Summary
Phil Anderson introduces the “Mexican Pete” (Mex Pete) chart pattern drawn from page 67 of Gann’s Truth of the Stock Tape, describing it as an ascending triangle setup where higher lows eventually overwhelm flat-top resistance to produce a breakout. He uses Intercontinental Hotels Group (IHG) as a worked example of the pattern in action, then announces the launch of a live model portfolio built around the strategy.
Key Claims
- Buying high and selling higher is more effective than buying cheap — confidence: high
- “Cheap” stocks are cheap for a reason and rarely represent good value — confidence: high
- The 52-week new highs list is a reliable source of trade ideas — confidence: high
- Moving averages help identify stocks in strong uptrends suitable for entry — confidence: high
- The Mexican Pete / ascending triangle pattern skews risk/reward in the trader’s favour — confidence: high
- The best breakouts gap above resistance and do not return; a retest of the breakout level is common but not guaranteed — confidence: medium
- Observing real-world business conditions (e.g. hotel occupancy) can inform investment decisions and real estate cycle analysis — confidence: medium
- A model portfolio based solely on the Mex Pete strategy can be compatible with holding a separate day job — confidence: medium (aspirational claim, not yet validated)
Mex Pete References
- Definition: Mexican Pete refers to a section on page 67 of Gann’s Truth of the Stock Tape, chapter “Habits of Stocks,” using the historical stock Mexican Petroleum as the example.
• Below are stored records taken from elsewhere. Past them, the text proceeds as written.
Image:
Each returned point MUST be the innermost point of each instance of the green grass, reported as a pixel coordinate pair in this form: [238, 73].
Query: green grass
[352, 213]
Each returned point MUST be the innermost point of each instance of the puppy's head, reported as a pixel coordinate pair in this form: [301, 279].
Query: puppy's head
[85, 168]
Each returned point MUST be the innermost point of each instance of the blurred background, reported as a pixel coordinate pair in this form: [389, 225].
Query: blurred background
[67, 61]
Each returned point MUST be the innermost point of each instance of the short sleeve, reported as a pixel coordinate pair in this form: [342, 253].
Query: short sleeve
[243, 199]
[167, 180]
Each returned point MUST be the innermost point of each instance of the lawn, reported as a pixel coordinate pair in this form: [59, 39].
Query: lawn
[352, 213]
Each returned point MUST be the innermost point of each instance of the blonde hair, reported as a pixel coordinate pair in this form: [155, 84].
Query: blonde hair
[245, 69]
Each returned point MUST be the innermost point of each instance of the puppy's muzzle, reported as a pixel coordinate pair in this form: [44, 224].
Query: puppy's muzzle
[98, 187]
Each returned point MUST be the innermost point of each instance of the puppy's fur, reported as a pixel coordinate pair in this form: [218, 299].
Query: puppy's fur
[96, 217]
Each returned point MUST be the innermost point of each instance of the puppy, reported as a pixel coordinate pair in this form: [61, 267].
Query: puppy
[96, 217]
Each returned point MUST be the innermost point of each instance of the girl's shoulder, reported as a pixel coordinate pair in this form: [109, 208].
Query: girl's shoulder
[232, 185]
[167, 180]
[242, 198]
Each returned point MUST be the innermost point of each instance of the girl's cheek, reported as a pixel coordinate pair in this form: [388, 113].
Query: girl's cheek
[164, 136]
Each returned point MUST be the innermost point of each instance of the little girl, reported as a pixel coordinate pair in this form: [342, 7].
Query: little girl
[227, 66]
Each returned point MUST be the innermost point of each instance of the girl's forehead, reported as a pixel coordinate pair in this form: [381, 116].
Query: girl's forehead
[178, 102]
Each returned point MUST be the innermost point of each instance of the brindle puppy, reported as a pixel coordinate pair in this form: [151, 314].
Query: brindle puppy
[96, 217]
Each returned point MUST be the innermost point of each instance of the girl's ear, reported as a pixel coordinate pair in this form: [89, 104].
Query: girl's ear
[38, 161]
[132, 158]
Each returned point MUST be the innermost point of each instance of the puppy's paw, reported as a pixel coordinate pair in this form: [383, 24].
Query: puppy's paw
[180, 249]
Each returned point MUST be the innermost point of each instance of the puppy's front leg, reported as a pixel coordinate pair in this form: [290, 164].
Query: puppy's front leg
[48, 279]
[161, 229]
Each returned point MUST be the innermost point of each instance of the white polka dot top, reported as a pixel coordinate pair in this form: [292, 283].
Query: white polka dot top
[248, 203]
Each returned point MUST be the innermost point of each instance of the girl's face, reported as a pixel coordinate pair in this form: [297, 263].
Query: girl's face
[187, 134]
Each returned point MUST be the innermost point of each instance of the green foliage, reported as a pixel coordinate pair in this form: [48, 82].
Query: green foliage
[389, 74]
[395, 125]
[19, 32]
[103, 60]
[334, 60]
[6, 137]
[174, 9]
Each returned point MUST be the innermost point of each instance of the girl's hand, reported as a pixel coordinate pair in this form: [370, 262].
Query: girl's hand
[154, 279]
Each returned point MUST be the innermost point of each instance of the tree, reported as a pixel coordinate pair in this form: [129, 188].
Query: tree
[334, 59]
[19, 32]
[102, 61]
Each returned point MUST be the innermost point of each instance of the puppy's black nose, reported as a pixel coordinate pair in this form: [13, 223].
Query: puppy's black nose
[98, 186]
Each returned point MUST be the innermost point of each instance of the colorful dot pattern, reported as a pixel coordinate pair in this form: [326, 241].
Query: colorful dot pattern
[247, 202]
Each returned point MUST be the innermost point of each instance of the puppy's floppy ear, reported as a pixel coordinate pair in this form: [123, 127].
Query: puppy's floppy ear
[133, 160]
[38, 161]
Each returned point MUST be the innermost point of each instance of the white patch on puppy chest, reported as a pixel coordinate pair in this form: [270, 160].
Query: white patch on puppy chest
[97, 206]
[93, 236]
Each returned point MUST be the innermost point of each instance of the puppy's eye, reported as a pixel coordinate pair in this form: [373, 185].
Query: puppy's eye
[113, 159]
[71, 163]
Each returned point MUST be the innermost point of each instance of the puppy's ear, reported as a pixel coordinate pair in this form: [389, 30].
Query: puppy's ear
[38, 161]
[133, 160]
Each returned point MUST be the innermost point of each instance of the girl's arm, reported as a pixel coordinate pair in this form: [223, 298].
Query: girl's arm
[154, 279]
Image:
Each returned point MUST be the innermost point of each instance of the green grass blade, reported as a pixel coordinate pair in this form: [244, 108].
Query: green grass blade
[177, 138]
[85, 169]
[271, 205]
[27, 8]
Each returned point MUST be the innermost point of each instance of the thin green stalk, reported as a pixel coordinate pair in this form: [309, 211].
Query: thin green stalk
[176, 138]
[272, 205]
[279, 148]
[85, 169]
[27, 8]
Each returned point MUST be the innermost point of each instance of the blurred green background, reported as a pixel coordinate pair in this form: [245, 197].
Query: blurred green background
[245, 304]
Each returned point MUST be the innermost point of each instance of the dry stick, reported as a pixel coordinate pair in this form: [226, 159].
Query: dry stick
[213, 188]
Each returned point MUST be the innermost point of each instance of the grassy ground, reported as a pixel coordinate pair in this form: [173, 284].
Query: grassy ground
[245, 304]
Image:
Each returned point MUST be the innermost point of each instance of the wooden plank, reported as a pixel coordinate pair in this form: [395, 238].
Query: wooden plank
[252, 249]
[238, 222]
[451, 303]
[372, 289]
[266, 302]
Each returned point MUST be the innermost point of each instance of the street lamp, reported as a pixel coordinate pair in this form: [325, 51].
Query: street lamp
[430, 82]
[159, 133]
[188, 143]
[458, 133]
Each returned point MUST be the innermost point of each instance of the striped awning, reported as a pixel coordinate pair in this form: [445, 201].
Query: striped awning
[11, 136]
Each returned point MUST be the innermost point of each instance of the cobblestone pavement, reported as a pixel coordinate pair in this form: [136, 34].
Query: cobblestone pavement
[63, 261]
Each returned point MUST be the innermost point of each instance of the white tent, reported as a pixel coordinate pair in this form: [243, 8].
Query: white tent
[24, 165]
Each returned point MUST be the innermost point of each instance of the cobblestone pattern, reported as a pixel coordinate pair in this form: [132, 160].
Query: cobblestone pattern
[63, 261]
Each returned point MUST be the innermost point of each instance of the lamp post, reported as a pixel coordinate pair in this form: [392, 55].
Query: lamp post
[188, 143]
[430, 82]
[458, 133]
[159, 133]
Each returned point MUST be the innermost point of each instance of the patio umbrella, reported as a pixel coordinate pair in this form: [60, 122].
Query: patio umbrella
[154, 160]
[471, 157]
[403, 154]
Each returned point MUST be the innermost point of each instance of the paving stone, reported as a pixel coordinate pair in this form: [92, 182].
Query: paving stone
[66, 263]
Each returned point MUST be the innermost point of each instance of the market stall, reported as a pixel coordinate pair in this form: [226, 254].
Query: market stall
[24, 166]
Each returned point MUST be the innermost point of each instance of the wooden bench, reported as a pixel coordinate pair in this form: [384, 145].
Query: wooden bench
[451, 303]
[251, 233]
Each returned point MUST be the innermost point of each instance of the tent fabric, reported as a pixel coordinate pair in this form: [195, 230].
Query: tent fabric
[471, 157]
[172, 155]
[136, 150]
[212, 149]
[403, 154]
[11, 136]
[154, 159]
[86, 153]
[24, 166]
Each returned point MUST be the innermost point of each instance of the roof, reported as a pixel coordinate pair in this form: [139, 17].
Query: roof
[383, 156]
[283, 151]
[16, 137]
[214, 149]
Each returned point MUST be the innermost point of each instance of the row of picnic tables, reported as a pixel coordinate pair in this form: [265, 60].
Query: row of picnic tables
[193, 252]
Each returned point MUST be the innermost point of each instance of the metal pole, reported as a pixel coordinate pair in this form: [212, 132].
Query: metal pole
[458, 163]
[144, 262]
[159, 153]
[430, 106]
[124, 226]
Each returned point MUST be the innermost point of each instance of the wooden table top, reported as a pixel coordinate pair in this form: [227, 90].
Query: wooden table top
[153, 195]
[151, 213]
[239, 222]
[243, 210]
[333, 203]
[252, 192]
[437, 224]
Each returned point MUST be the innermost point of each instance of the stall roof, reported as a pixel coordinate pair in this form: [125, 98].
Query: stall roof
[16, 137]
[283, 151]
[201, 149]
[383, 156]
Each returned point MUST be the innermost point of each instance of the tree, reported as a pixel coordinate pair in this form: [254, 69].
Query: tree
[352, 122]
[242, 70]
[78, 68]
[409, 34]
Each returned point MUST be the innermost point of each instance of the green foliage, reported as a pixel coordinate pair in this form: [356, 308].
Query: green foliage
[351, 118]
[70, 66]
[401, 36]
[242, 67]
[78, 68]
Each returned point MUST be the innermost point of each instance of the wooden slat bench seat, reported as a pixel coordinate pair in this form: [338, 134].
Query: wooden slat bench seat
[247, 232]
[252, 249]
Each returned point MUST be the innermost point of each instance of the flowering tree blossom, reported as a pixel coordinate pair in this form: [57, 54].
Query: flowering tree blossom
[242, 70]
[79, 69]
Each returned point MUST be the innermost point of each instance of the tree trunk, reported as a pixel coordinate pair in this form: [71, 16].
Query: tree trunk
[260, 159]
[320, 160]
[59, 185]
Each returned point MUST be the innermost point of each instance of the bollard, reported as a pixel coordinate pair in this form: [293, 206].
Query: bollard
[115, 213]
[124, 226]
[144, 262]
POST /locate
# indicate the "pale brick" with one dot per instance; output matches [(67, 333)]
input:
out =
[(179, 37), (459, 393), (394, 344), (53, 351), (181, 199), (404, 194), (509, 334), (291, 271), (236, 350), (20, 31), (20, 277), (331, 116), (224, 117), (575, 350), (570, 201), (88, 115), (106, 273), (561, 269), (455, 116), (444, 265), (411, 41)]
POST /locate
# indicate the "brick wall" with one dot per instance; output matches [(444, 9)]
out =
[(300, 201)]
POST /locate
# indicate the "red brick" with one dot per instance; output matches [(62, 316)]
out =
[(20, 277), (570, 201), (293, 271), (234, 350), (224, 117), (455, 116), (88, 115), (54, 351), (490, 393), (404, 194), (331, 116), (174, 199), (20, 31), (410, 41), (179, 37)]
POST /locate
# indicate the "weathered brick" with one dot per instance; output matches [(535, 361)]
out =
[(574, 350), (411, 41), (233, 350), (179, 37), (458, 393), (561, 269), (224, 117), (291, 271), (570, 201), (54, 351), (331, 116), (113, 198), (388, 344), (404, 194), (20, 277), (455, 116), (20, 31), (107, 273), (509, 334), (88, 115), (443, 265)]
Gann provides specific dates and prices which, when plotted on graph paper, produce an ascending triangle.
- Pattern structure: Series of higher lows + flat resistance top → buying pressure eventually overwhelms sellers → price breakout.
- IHG example (Intercontinental Hotels Group, U.S.-listed):
- Pattern developed over approximately six months at prior highs around the $70 resistance level.
- Breakout confirmed 18 July 2023 (Point 1) — stock jumped above $70 on high volume.
- Stop placement: just below most recent low inside the pattern at $66 (Point 2) — approximately 8% downside from entry.
- Retest of breakout level occurred late October 2023 (Point 3) — $70 acted as support.
- Subsequent gain from breakout: as much as 53%.
- Rule: If price returns below the breakout level and back inside the pattern, the stop must be taken — no exceptions.
- Stop management: Once trade moves in favour, raise stop to breakeven.
Stock Picks / Signals
| Ticker | Exchange | Signal | Entry Reference | Stop | Notes |
|---|---|---|---|---|---|
| IHG | U.S. | Historical buy example (not a live call) | Breakout above $70 on 18 Jul 2023 | $66 (≈8% below entry) | Gained up to 53% post-breakout; retest at $70 in Oct 2023 |
- A live Mex Pete Model Portfolio has been launched on the PSE subscriber site (PDF linked within email). Specific tickers in that portfolio are not disclosed in the email body.
Predictions / Forecasts
None explicitly stated. The 53% IHG gain is cited as a historical result, not a forward forecast.
Notable Quotes
“The stock market is not a supermarket. ‘Cheap’ stocks are cheap for a reason. And it’s rarely a good one.”
“The best breakouts from a Mexican Pete setup gap above the resistance level and don’t look back.”